Weniger Kunden für Mainarbeit

Offenbach - Auf einem konstant überdurchschnittlich schlechten Niveau besser geworden: So lässt sich das Fazit des Offenbacher Sozialberichts 2011 auch formulieren. Die städtischen Verantwortlichen für die Hilfsempfänger bevorzugen den „positiven Trend“. Von Thomas Kirstein

Tatsächlich geht die Zahl der Bezieher von Hartz-IV-Leistungen zurück, wie Mainarbeit-Chef Dr. Matthias Schulze-Böing vermeldet: 675 weniger als 2010, das waren 17 950 im vergangenen Jahr.

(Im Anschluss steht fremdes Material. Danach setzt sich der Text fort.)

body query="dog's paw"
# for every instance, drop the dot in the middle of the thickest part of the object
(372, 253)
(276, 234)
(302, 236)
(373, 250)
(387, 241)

Das sind 11 716 erwerbsfähige Menschen mit ihren Angehörigen in 8207 „Bedarfsgemeinschaften“, die entweder komplett unterstützt werden oder einen kargen Lohn aufgestockt bekommen. 90,5 Millionen Euro zahlte die Stadt 2011.

Die Zahlen in der mit einer auf 122 000 Köpfe gewachsenen Stadt sind schon seit 2006 rückläufig, und zwar prozentual über dem hessischen Durchschnitt. Mit der Quote aber bleibt Offenbach weiterhin negative bundesweite Spitze. Und das einsam, trotz deutlichen Rückgangs: 17,8 Prozent (vorher 18,8) der Einwohner leben von Leistungen nach dem Sozialgesetzbuch II (SGB II). Es folgen Köln (13,6 Prozent) und Düsseldorf (13,3 Prozent). Erste Stadt in Hessen (Durchschnitt 8,2 Prozent) ist dann Frankfurt (12,1 Prozent).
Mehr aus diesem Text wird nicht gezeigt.